Miller Barondess Prevails – Mötley Crüe’s ‘Drum Ring’ Isn’t Stolen Trade Secret

Miller Barondess Prevails – Mötley Crüe’s ‘Drum Ring’ Isn’t Stolen Trade Secret

January 3, 2014 by Eriq Gardner

Mötley Crüe and drummer Tommy Lee have prevailed in a strange lawsuit that proposed that a drum stunt used on the band’s 2011 tour was taken from an onstage “rollercoaster” proposal 20 years earlier.

The plaintiff in the lawsuit was Howard Scott King, who claimed that he had come up with an idea for a “Tommy Lee Loop Coaster.” As the complaint described the apparatus: “Lee would play his drums on a platform on wheels which would follow the track until Lee was in an upside down position playing the drums and he would continue playing the drums as the platform followed the track in a complete loop.”

King further alleged that in 1991, he worked with an engineering company and agents for the band.
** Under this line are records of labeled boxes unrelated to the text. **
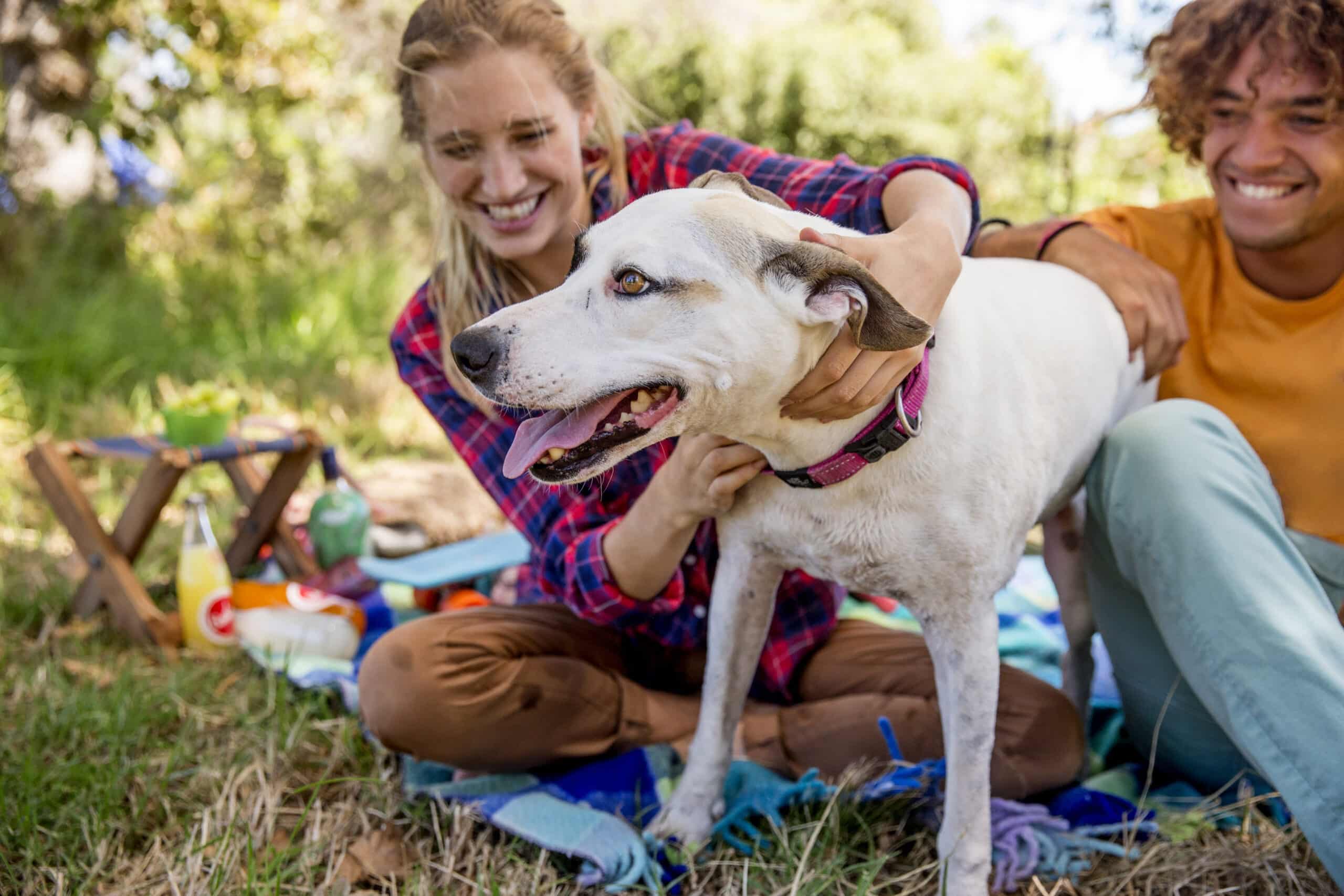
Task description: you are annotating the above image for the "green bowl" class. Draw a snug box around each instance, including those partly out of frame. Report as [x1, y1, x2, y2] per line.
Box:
[160, 408, 234, 447]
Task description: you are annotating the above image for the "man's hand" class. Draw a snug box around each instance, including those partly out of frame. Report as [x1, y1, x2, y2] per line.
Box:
[649, 434, 766, 531]
[1042, 227, 1190, 379]
[780, 216, 961, 422]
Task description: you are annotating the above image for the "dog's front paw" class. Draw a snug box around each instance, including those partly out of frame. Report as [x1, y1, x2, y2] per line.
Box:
[646, 785, 723, 848]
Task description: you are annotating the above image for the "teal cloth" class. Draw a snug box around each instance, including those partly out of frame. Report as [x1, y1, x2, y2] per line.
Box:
[1085, 400, 1344, 882]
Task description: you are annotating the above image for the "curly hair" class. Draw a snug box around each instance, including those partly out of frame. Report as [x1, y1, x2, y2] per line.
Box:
[1144, 0, 1344, 159]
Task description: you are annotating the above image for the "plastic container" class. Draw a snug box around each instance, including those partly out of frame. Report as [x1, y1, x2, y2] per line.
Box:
[308, 447, 372, 570]
[233, 579, 367, 639]
[160, 408, 234, 447]
[177, 494, 237, 650]
[235, 606, 360, 660]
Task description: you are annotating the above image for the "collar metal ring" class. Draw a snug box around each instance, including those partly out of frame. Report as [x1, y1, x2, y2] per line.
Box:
[897, 383, 923, 438]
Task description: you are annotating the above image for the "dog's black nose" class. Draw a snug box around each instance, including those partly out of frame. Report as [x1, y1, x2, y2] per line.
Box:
[449, 326, 500, 384]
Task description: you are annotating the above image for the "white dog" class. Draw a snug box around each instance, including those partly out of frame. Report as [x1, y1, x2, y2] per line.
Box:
[452, 172, 1144, 896]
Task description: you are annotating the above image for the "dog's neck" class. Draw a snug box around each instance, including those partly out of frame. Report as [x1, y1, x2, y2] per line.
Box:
[715, 389, 895, 470]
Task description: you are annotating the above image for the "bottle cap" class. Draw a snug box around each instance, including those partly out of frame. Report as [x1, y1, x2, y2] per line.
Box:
[322, 446, 340, 482]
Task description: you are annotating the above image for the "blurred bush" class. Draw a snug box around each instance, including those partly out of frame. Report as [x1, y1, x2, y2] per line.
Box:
[0, 0, 1202, 448]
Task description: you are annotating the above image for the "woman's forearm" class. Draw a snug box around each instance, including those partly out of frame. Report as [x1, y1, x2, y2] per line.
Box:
[881, 168, 972, 254]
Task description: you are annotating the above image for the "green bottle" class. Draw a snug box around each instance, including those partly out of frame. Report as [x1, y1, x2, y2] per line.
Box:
[308, 447, 371, 570]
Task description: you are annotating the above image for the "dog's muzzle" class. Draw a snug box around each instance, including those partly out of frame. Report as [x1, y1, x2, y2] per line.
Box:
[449, 326, 506, 388]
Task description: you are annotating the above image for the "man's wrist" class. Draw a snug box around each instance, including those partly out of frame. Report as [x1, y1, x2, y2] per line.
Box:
[1036, 218, 1091, 262]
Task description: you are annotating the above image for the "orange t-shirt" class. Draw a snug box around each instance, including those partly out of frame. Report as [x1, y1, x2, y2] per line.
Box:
[1082, 199, 1344, 545]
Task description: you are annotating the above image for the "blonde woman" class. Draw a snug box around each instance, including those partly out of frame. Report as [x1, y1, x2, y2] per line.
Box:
[359, 0, 1083, 797]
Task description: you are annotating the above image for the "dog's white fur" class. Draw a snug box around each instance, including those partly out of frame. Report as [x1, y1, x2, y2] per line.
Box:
[454, 177, 1148, 896]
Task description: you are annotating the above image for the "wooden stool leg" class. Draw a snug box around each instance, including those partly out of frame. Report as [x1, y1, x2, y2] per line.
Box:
[71, 454, 185, 617]
[225, 439, 320, 577]
[27, 442, 180, 646]
[222, 457, 321, 579]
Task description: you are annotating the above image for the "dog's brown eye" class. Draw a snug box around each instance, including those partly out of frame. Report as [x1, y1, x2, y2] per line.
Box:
[615, 267, 649, 296]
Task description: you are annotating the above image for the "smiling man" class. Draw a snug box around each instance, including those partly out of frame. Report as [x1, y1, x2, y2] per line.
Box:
[974, 0, 1344, 882]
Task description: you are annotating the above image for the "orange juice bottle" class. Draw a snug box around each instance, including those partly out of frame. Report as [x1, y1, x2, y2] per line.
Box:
[177, 494, 237, 650]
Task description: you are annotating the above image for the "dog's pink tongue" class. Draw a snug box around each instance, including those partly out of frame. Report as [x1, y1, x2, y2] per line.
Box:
[504, 389, 634, 480]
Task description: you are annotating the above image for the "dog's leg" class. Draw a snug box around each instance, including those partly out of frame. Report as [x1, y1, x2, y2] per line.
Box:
[911, 595, 999, 896]
[1044, 492, 1097, 713]
[649, 540, 783, 845]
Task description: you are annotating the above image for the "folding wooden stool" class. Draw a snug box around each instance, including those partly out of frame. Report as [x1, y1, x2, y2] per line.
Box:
[27, 430, 322, 646]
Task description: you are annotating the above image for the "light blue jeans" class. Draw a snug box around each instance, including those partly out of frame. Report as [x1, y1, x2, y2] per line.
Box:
[1086, 400, 1344, 886]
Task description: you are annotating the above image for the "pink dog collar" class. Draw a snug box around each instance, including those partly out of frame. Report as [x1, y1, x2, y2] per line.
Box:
[762, 337, 933, 489]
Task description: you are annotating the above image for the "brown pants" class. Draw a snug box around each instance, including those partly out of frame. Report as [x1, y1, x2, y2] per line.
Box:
[359, 606, 1085, 798]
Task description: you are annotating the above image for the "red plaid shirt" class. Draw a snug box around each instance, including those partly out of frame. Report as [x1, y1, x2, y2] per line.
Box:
[391, 122, 979, 700]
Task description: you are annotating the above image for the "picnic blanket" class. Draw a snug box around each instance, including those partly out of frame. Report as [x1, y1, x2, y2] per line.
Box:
[249, 556, 1286, 892]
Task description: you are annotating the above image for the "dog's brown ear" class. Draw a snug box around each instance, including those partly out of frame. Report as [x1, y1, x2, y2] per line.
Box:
[761, 242, 933, 352]
[687, 171, 792, 211]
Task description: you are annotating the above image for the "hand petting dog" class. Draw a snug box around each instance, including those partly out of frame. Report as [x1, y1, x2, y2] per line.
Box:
[780, 218, 961, 423]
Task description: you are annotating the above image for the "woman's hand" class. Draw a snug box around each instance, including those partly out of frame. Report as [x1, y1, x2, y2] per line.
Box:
[1042, 227, 1190, 379]
[602, 435, 766, 600]
[780, 215, 961, 422]
[649, 434, 766, 531]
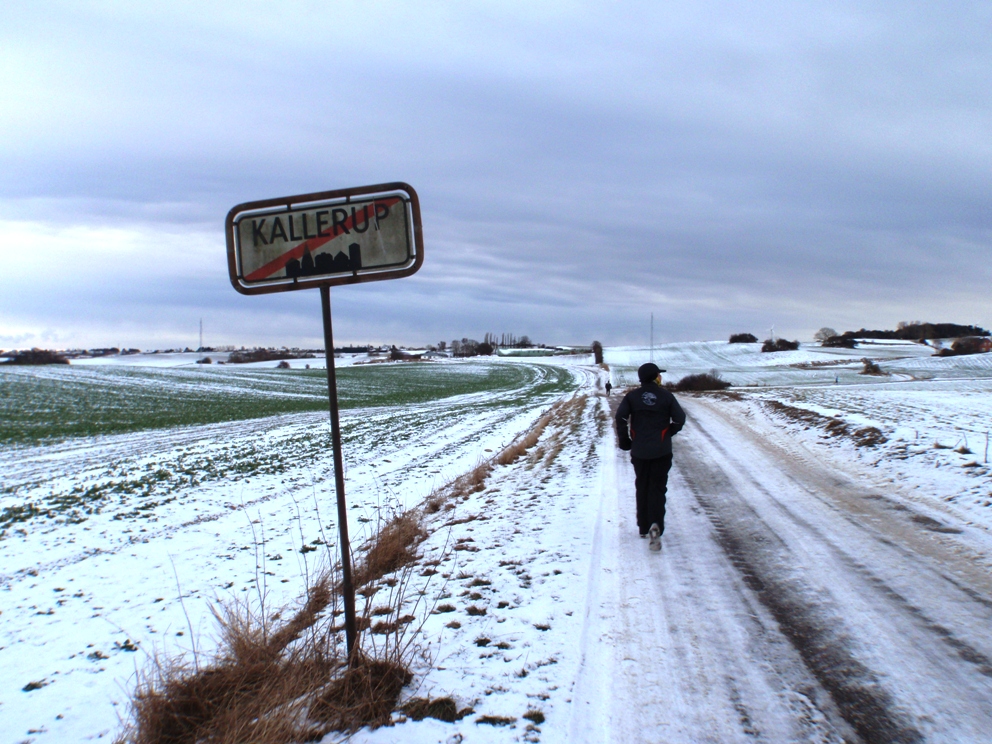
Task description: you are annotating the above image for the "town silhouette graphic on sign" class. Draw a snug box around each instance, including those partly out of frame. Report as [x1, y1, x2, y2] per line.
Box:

He said he delivered a proposal but heard no response. He sued after watching a “drum ring” on the 2011 tour.

Last month, L.A. Superior Court Judge Lisa Cole dismissed the lawsuit.

She ruled that King’s idea was not a trade secret “as he failed [to] take reasonable steps to maintain confidentiality, including handing the idea over to Lee, the proposed purchaser, without securing an NDA or any promise not to use the idea without compensation.”

The judge also determined that the drum ring was “independently developed” and that King didn’t in fact submit the proposal to Mötley Crüe, represented by attorneys at Miller Barondess.

The decision echoes the famous legal principle that a man who blurts out his idea without having first made his bargain has no one but himself to blame.